Джалалиддин Руми | страница 71
Так, споря с Кораном, с самим пророком, отвечал на вопросы учеников Джалалиддин Руми в конце своего пути, в годы, когда женщин, как пленниц, держали в затворничестве, когда слова их не считались свидетельством ни перед судом человеческим, ни перед судом аллаха, когда они не смели появляться на людях и открывать лица своего, когда десятки жен и сотни наложниц содержались в гаремах знати, а бедняки не могли жениться, ибо не было у них денег на выкуп невесты, словом, в эпоху, когда женщина не почиталась за человека не только в мире ислама, но и в странах христианнейшего Запада.

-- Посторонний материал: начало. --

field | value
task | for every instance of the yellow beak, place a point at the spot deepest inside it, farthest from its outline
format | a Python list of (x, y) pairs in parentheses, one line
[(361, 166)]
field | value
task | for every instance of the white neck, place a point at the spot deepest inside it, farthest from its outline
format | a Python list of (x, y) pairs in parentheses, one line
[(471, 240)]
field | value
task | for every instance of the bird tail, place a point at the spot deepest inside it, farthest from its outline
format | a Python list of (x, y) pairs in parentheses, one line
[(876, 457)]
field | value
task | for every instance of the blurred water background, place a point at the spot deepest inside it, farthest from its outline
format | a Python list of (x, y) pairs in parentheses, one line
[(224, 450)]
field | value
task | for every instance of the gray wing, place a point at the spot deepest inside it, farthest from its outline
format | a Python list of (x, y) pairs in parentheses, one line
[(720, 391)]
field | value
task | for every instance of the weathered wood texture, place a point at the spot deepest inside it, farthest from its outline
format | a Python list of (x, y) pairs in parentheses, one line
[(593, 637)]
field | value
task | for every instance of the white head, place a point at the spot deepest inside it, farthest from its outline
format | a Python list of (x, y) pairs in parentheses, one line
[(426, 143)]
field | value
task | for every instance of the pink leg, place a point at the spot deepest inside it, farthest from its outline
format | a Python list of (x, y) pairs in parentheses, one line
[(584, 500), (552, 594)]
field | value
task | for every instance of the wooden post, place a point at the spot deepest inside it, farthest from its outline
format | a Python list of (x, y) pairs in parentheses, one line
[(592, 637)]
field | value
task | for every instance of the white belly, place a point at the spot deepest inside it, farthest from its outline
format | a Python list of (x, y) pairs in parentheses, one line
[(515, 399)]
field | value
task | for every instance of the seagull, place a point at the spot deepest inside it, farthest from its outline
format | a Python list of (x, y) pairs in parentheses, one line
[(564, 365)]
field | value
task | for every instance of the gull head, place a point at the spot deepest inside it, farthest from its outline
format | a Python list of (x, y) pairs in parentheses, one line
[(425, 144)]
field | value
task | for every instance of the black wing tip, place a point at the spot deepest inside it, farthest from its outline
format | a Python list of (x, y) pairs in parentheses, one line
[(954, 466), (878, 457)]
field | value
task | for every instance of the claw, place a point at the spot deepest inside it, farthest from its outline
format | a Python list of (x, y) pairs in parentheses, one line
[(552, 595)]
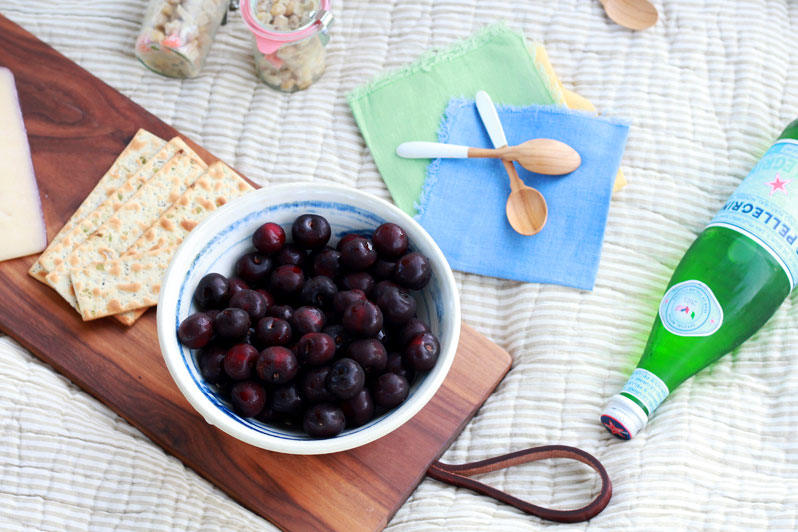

И «писари тайн» записали его слова в книгу проповедей, названную «Фихи-ма-фихи», что означает «В ней — только то, что в ней».
Стоя в Ларенде над раскрытой могилой матери и даже потом в Конье над холмиком, навсегда скрывшим от него жемчужину его сердца Гаухер, он еще не знал этих слов. Но именно они, его любимые мертвецы — он разбросал их на своем пути, как семена, по всему лику земли, — проросли мыслями, которые много лет спустя неверным, дрожащим почерком, страшась их еретического духа, занесли на белую самаркандскую бумагу его ученики.
Султанский наместник Ларенде эмир Муса принял самое деятельное участие в похоронах Мумине-хатун. Выждав несколько дней, чтобы не помешать скорби Султана Улемов, он вместе со свитой явился пред его лицо и предложил, если святой отец соблаговолит дать свое позволение, поставить над могилой надгробие, правда, не такое великолепное, как того заслуживает жена Султана Улемов мусульманского мира, но такое, которое позволит его эмирская казна.
Джалалиддин сразу решил, что отец, всю свою жизнь считавший харамом любое даяние власть предержащих, откажется. Но он ошибся: отец изъявил свое благоволение. Верно, смерть сына и жены смягчили и непреклонного Султана Улемов.
Эмир Муса, дороживший тем, что столь славный улем и проповедник живет во вверенном ему городе, жертвовал своей казной на богоугодное дело не без задней мысли: теперь, думалось ему, Султан Улемов не покинет дорогие ему могилы. Но вышло иначе.
Главное содержание собственной жизни каждого двора, даже самого ничтожного, составляют интриги и доносы. Хоть эмир Муса, простоватый воин-тюрок, и терпеть их не мог, его двор не составлял исключения. Султанский наместник был уже не только воином, но и управителем, то есть политиком, а следовательно, должен был уметь каждый день без выражения неудовольствия проглатывать жабу. Иначе его место всегда был готов занять ловкач, готовый глотать и менее приятные предметы.